U.S Senator Mike Lee (R-UT) stood on the floor of the U.S. Senate and objected to the unanimous consent of Chai Feldblum’s confirmation to the Equal Employment Opportunity Commission (EEOC).

Feldblum, an LGBT activist, was nominated by President Barack Obama in 2009 and was seated while Congress was in recess. She was confirmed by the Senate in 2010 in a lame duck session by 54 to 41 vote. Only two Republicans voted in favor of her confirmation. She finished her second term in 2018, and prior to that, President Donald Trump renominated her for a third term.

Lee, a member of the Church of Jesus Christ of Latter Day Saints, is blocking her nomination on religious liberty grounds. Watch his remarks below:

Read his speech below:

Mr. President, reserving the right to object, I first want to note that it has been suggested that there is only one objection to Chai Feldblum’s nomination to the EEOC. That is not true.
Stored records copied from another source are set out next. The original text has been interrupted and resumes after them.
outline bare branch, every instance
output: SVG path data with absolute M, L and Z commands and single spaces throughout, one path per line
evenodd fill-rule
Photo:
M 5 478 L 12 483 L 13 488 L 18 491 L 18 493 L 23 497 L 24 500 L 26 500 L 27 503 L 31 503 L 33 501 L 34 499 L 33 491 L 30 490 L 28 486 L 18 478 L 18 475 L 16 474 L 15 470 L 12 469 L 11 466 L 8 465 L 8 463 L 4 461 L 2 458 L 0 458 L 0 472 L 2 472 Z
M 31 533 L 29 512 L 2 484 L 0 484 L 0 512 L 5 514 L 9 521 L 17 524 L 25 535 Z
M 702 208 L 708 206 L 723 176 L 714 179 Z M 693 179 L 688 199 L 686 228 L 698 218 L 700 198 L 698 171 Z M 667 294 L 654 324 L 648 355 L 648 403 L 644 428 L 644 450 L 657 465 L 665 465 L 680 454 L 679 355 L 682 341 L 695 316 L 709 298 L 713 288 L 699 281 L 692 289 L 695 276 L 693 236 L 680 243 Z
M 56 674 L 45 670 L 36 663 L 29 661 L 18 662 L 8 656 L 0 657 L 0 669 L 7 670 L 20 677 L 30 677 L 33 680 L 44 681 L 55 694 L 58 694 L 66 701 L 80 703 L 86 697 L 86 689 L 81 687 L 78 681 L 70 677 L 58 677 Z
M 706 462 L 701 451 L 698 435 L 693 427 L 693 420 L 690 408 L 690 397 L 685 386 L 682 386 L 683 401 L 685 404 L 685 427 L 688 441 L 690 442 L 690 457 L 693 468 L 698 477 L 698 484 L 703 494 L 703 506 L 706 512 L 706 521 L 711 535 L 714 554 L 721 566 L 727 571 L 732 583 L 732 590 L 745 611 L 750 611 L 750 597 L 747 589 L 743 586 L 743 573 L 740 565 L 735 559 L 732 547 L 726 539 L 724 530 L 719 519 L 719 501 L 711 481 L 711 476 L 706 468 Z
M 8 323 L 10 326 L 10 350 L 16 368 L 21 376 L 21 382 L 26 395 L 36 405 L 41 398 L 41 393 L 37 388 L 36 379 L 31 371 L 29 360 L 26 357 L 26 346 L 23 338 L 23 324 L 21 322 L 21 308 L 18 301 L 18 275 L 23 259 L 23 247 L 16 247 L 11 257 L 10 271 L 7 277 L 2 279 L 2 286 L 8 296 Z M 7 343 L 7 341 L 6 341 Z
I am among those objectors; I am not the lone objector.

My objection to this nominee relates to my belief and religious freedom. You see, religious freedom is very important to me. I am the descendant of people who were ordered exterminated by the Governor of Missouri on October 27, 1837. Religious intolerance cannot be tolerated in this country, and I see a growing wave of religious intolerance. I see a growing wave of sentiment of people suggesting that on the basis of people’s religious beliefs, they can be subject to adverse government decision-making.
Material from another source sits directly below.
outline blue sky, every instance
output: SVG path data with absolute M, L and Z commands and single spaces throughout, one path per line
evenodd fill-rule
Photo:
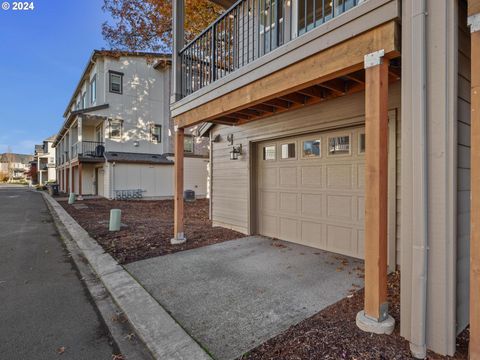
M 0 153 L 32 153 L 55 134 L 92 50 L 108 48 L 103 0 L 33 2 L 33 11 L 0 8 Z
Ms. Feldblum has written that she sees a conflict between religious belief and LGBT liberty as “a zero-sum game” where “a gain for one side necessarily entails a corresponding loss for the other side.” I see no reason why that should be the case, and I think that is fundamentally incompatible with our Nation’s long tradition of pluralism and religious freedom.
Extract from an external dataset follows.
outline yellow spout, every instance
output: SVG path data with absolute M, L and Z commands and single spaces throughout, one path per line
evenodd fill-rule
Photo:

Make no mistake–there is no mystery about which side Ms. Feldblum thinks should win. In a separate speech, she said: “There can be a conflict between religious liberty and sexual liberty, but in almost all cases, the sexual liberty should win I’m having a hard time coming up with any case in which religious liberty should win.”

I find these remarks stunning, especially because an entire amendment to the U.S. Constitution–the very first one, by the way–is devoted to religious liberty. These are not the words of an open-minded jurist. These are not the words of an open-minded lawyer. These are the words of an activist intent on stamping out all opposition to her cause. In fact, she has even said as much. She said: “[G]ranting liberty to gay people . . . cannot be adequately advanced if `pockets of resistance’ are permitted to flourish.” Who is she to decide whether someone should be permitted to persist in their own religious belief simply because those beliefs happen to conflict with a particular political worldview?

As an EEO Commissioner, Ms. Feldblum would be in a prime position to stamp out those pockets of resistance. She herself has noted: “The EEOC has jurisdiction only over employment. But other Federal agencies that enforce sex discrimination provisions often look to our interpretation for guidance in interpreting the laws they enforce.”

The Federal Government should never be used as a tool to stamp out religious liberty–that principle which is so central to our Nation’s founding and to human happiness itself. It is so important that we have to stand behind it. Ms. Feldblum, however, wants to deny exactly that. On that basis, I object to her confirmation.